Once you figure out WHAT you're storing, you can figure out how you store it. One account? Shared prefs. Multiple accounts? Create a Sqlite DB.
I would suggest using http://ormlite.com/ to handle your db connections. I did a good chunk of the initial Android port work, and its now been enhanced/maintained by a top notch group of hackers. Very solid stuff.
See more Sqlite blog posts:
http://www.touchlab.co/blog/single-sqlite-connection/
http://www.touchlab.co/blog/android-sqlite-locking/
If security is a concern, eventually it still boils down to saving the user credentials in encrypted form. Here are some suggestions:
Consider encrypting the credentials using Base64.
The encryption key should be divided into different parts and saved in different parts of the app. Only to be combined by app logic.
Consider using JNI for encryption part of the code.
Once you have an encryption logic in place, you should use AbstractAccountAuthenticator.
Remember two things:
a. An apk can be decompiled to retrieve the key. (Thats why (2) and (3)).
b. Saving plain text is disastrous. (Thats why (1)).
On second thoughts, once you have 1, 2 and 3 in place, you may use SharedPreferences as well.

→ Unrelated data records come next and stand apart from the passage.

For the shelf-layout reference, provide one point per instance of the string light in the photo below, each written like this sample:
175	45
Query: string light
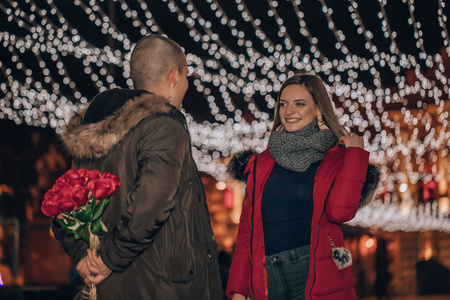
249	66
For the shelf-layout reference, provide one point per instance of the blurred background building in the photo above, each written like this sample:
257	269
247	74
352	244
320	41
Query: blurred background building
386	63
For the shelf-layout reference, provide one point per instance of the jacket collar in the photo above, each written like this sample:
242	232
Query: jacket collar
239	167
85	141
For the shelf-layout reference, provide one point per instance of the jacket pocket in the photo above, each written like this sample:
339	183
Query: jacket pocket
186	267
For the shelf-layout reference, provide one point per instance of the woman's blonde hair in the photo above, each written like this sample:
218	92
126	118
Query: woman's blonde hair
317	89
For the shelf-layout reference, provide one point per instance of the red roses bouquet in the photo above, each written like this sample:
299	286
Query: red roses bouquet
77	201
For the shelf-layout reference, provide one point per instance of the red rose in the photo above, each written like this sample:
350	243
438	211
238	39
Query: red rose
64	196
79	195
92	175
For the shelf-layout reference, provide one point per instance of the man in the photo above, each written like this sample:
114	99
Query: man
159	243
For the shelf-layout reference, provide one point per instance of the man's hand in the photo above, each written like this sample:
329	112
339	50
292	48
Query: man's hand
83	270
96	266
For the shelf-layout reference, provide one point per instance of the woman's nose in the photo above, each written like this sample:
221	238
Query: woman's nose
289	110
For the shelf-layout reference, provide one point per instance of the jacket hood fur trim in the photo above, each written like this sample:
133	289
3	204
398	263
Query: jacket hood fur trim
236	169
95	140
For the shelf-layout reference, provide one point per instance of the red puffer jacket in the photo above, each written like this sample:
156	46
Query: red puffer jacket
337	192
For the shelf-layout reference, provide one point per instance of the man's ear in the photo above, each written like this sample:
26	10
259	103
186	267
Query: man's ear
173	77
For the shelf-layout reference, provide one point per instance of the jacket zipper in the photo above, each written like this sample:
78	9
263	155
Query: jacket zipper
318	236
315	249
251	234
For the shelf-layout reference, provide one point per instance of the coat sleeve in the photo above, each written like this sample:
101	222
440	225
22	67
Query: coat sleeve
240	266
160	155
345	194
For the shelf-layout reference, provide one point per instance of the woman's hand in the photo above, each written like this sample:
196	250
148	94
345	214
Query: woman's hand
238	297
352	140
96	266
83	270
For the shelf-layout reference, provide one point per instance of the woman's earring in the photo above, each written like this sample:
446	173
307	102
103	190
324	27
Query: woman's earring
320	122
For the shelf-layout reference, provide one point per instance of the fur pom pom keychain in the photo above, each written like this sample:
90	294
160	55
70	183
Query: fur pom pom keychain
341	256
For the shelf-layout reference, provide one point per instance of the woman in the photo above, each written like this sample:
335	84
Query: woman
299	191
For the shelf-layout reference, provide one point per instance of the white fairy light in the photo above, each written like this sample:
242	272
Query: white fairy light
250	66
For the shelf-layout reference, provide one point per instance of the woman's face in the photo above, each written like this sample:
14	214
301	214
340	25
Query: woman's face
297	108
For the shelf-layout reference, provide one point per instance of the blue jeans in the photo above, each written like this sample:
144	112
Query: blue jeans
287	273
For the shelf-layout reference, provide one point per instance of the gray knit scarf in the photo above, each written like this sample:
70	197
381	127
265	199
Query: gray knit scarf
296	151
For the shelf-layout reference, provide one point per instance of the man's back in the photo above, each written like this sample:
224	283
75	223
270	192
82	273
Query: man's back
159	241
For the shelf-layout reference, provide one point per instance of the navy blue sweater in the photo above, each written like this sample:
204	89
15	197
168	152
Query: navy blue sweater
287	207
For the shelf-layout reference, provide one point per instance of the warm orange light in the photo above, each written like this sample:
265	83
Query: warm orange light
403	187
444	205
369	243
221	185
428	253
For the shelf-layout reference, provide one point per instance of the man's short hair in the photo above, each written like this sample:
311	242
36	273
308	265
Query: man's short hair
152	58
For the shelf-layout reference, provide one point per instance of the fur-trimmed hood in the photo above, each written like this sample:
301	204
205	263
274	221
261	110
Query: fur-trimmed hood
238	163
85	141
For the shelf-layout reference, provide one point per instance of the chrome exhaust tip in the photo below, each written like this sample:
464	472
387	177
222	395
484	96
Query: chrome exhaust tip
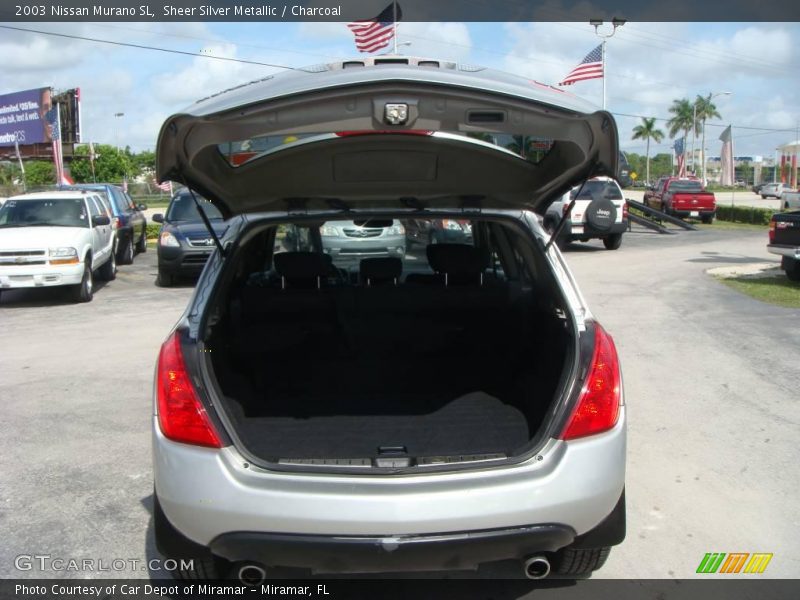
536	567
252	574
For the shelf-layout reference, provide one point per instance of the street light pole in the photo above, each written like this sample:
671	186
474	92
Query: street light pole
710	96
596	23
116	129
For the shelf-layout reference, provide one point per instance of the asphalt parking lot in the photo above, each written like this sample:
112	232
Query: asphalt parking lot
710	383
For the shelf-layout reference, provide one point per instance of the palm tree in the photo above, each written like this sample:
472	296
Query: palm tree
647	131
705	110
682	120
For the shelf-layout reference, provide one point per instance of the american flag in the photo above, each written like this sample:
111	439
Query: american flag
374	34
591	67
54	120
678	146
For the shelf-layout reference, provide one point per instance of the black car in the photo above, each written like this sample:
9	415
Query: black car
127	218
184	243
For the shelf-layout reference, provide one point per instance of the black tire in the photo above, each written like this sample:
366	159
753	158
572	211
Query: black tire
601	214
550	228
108	271
84	291
141	244
164	279
126	252
613	241
792	269
579	562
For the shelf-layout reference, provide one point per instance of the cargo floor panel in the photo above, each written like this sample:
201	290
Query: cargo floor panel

SharedPreference is the best option.
Ease of Use
Only deleted when user clears data for the App
Flexibility to change values when user uses another set of login credentials.
Here is how you can do it.
import android.preference.PreferenceManager;
private static final String LOGIN_EMAIL = "login_email";
private static SharedPreferences mAppPreferences;
private static SharedPreferences.Editor mEditor;
/*Insert your code to Get user entry of email from the EditText*/
mAppPreferences = PreferenceManager.getDefaultSharedPreferences(context);
mEditor = mAppPreferences.edit();
mEditor.putString(LOGIN_EMAIL, v_user_email );
mEditor.commit();
I don't think SharedPreference storage is unsafe or can be tampered with.